The list goes on and on; I won’t go down, I guess, the laundry list. But it’s really disconcerting; this person is talking about transparency, and in the next breath he’s trying to dump a bunch of stuff that undermines consumer protection—all on a Friday afternoon.
JJ: Absolutely. And in fact, you mentioned that he did it on what’s called delegated authority, which means he didn’t have to bring it to the vote. And in fact, the Democratic Commissioner Mignon Clyburn said she had hoped to review some of these things and she didn’t have an opportunity to, they were just kind of rushed out the door before even other commissioners could look at them, which is disheartening indeed.
JG: Yeah. I would really—she wrote a great dissent, and she’s written a number of great pieces, and I would really look to Commissioner Clyburn, moving forward, to tell the truth of what’s going on at the Commission. She’s always stood on the moral high ground and been a fierce champion for consumers, and particularly for consumers of color. And she is the one that I look to at this time to really hold the agency accountable, and she did say she asked for more time and was rebuffed.
JJ: Well, do public interest advocates change their tactics at all when you have a kind of, I won’t say a hostile FCC—do you move to the courts more? Is there anything in your approach that needs to change when you’re faced with an FCC like this?
JG: Well, I think our vision of what we want to see for the future remains unchanged. We want everyone in this country to be able to connect and communicate no matter their income level, no matter who they are. Our tactics? We’ll continue to be at the forefront filing comments, filing appeals when necessary. I do think the court system comes into play sometimes a little bit more when there’s a hostile administration, as you put it. But I think really the advocacy, having people, real people, stand up from outside the Beltway and give these industry insiders a reality check. And when I say industry insiders, I mean the lobbyists, but I also mean Ajit Pai, who’s a former Verizon lobbyist.

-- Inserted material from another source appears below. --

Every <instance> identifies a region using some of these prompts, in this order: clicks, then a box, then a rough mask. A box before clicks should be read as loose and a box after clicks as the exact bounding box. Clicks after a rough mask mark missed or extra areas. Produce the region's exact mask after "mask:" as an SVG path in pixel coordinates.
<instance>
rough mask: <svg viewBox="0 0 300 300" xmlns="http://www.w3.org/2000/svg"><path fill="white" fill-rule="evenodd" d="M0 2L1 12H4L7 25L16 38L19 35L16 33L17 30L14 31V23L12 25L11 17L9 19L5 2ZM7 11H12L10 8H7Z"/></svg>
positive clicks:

We really need to stand up and let our voices be heard, both to our representatives in Congress but also the FCC directly. We can’t let this become an invisible agency that sinks under the radar.
And the activism works. It’s incredible. But that’s what we saw in net neutrality, and that’s even what we’re seeing now, that our voices are making a difference, and making it more difficult for them and the administration to undo all of the important consumer protections that we fought so hard for.
JJ: We’ve been speaking with Jessica Gonzalez, deputy director and senior counsel at the group Free Press. You can find them online at FreePress.net. Jessica Gonzalez, thank you so much for joining us this week on CounterSpin.